References to pictographs, speech balloons, "the different lexicons," are scattered throughout this collection, signaling Murray's new interest in overt symbols, with the rudimentary nature of human communication in the face of cultural barriers and (more pertinently) cultural conflicts. To embody these messages, Murray deliberately thickens his verbal strokes and inflicts structural simplicity on these poems. "The New Hieroglyphics" is merely a linear list of pictographs, but punchy as many of them are, the result, overall, is a bit monotonous and jejune. This type of wordplay was evident thirty years ago, in Murray's 1974 collection, Lunch and Counter Lunch:

why not name suburbs for ideas
which equally have shaped our years?

I shall play a set of tennis
in the gardens of Red Menace

Shall I scorn to plant a dahlia
in the soil of White Australia?

The difference is that a poem like "The Canberra Suburbs' Infinite Extension" (above) injects a hint of levity, and a dose of leavening, into a volume generally packed with meatier stuff.
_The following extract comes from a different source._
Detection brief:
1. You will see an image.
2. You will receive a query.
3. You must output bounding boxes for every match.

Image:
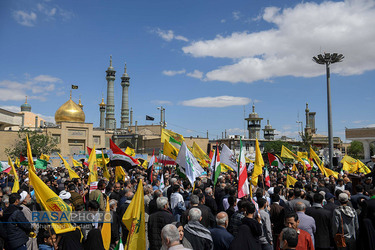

Poems the Size of Photographs presents much less contrast, in terms of both the weight of its ideas and the forms they take. These new poems are playful and a pleasure to read, but they offer no sense of amazement-of, in Murray's own words, "working always beyond// your own intelligence." I fear Murray had more enlightening (and more prophetic) things to say about modernity in 1983, when he didn't install the theme at the overt centre of his book. This diminutive new volume reminds me uncomfortably of another stanza from 1987's "Poetry and Religion", with its reverence for "the large poem in loving repetition,"-"A poem, compared with an arrayed religion,/ may be like a soldier's one short marriage night/ to die and live by. But that is a small religion."